Now this question has been asked in this site and I am aware of that. But after some reading I still don't get the answer there.
This is a field with finitely many elements. I am asked to prove that a natural number $n$ is present such that:
based on other answers from quora: https://www.quora.com/Suppose-F-is-a-field-with-finitely-many-elements-How-do-I-prove-that-there-exists-a-natural-number-n-such-that-1-1-1-1-1-n-times-0
Almost everyone applies that pigeon hole principle. Many of the answers included said something like: "there exists two elements in the sequence which equal each other."
I really don't see where (at least) two elements are equal to each other in the sequence? I am really confused on this part. I understand the lines after that (for example you can use the other element as an additive identity, if thats so, it is a field because $0$ - the unique element is present. But I don't get the two elements are equal part? How can I see this? Can someone provide another example in terms of math?

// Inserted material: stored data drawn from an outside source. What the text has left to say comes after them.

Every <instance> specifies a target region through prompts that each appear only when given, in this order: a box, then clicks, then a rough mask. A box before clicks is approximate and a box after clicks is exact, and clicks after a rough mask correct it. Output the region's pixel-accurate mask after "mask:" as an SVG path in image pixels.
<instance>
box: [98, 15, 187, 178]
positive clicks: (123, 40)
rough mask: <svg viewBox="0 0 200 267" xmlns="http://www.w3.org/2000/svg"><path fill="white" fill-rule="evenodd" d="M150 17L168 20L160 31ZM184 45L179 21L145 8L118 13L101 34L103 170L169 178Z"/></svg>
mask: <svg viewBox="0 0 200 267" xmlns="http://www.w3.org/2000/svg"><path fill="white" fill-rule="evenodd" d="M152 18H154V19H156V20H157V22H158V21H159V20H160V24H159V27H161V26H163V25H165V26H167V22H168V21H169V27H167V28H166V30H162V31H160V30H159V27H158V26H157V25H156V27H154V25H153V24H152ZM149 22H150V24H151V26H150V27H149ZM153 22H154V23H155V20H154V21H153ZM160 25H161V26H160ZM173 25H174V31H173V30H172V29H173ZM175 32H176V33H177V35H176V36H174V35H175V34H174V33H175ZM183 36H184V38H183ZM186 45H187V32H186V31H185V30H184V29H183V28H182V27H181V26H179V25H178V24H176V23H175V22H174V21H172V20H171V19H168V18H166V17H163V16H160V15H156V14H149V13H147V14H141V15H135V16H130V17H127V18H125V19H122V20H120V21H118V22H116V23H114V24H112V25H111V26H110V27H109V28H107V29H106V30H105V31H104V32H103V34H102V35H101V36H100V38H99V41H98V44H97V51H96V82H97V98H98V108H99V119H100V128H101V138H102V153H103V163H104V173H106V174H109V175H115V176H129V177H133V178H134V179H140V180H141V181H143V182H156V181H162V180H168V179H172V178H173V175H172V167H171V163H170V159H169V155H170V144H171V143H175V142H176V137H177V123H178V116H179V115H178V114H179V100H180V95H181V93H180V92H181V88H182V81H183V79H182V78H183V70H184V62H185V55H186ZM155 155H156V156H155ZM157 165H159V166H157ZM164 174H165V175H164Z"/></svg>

Because I have read the wikipedia definition and that only make sense intuitively.
So, if I understand the question correctly, you have a fiinite field $F$ and you want to prove that there exists an $n\neq0$ such that $$ n\cdot1_F=\underbrace{1_F+\cdots+1_F}_n=0_F $$ using the pigeonhole principle.
I would do as follows:since $|F|<\infty$ for $k>0$ sufficiently large you have to find some repetitions in the sequence $$ 1_F,\quad 2\cdot1_F,\quad 3\cdot1_F,\quad...,k\cdot1_F. $$ This is because the "pigeons", i.e. the numbers $\{1,...,k\}$, are more than the "holes", i.e. the elements of $F$.
So, let $r<s$ such that $r\cdot1_F=s\cdot1_F$. Then if $n=s-r>0$ we have $n\cdot1_F=0$.
I must say that this is a unusual way to prove the claim. The usual strategy is to observe that there's a canonical ring homomorphism $$ \phi:\mathbb{Z}\rightarrow F,\qquad\phi(k)=k\cdot1_F $$ and the finiteness of $F$ implies that $\ker(\phi)$ is a non trivial ideal in $\mathbb{Z}$, so that $\ker(\phi)=n\mathbb{Z}$ for some $n\geq0$ that in fact can be assumed positive and shown to be prime.